Разница между Парамарибо и Лос-Анджелесом была заметна далеко не сразу. На первый взгляд эти две безопасные зоны с их пальмами и пляжами почти не отличались друг от друга. Но уже через несколько часов становилось ясно, насколько мало между ними общего. В Лос-Анджелесе, одном из главных экономических и культурных центров Глобалии, жизнь била ключом. Что же до Парамарибо, то этот город вернее всего было бы назвать глухой окраиной. В жалком развлекательном парке, посвященном естественной истории, можно было прогуляться часок-другой, но никому бы и в голову не пришло тащиться в такую даль специально ради него. К тому же Венесуэла не входила в число стандартизированных элементов даже для глобалийцев с латиноамериканской регистрацией. Судя по всему, никакой культурной жизни в городе не было и в помине. Что же до экономики, то догадаться, на чем она основана, с первого взгляда тоже было непросто.
Трое путешественников остановились в гостинице возле старого порта. Это был огромный домина в колониальном стиле, окруженный маленькими шаткими балкончиками. Стоило опуститься на кровать, как матрасы начинали отчаянно скрипеть, словно пробуждаясь от многовекового сна. Вода нагревалась так долго, что в каждой ванной комнате стояло по специальному стулу, чтобы постояльцы могли с комфортом дожидаться сего знаменательного события.
Дома, в Лос-Анджелесе, Марта казалась капризной и привередливой, но в более суровых условиях проявила куда большую собранность, чем от нее можно было ожидать.
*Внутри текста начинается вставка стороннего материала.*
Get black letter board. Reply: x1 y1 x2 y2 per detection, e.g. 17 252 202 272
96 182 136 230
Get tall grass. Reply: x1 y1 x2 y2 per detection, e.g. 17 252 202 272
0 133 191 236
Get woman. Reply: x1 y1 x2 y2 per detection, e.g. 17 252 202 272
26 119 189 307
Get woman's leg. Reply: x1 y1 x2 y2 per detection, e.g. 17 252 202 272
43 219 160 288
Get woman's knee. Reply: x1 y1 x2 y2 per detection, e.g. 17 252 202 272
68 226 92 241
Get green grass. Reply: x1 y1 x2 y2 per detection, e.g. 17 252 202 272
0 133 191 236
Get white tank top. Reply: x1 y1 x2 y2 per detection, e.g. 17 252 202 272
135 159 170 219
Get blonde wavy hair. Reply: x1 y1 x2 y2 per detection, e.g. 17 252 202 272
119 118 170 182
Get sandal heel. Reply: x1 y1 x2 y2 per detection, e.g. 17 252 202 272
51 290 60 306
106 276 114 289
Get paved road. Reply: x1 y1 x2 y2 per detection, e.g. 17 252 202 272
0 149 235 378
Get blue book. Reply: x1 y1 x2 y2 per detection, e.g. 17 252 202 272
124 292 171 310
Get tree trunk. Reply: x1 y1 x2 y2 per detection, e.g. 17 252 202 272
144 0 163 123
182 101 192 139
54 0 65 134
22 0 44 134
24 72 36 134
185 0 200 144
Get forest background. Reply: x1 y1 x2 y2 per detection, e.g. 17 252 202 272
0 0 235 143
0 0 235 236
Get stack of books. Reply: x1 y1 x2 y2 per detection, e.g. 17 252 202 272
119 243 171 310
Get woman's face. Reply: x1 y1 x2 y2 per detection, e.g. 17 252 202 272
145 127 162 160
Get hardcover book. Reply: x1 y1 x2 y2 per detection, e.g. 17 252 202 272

Быстро переодевшись у себя в номере, она появилась в вестибюле гостиницы в футболке с короткими рукавами и простых узких брюках из толстой терморегулируемой ткани, которые по традиции продолжали именоваться джинсами. На ней не было ни одного украшения, только темные очки скрывали верхнюю часть лица, особенно непрезентабельно выглядевшую без косметики. Волосы Марта убрала в хвост, стянув их простой резинкой. Теперь уже Анрик выглядел кривлякой и снобом в своем средневековом плаще.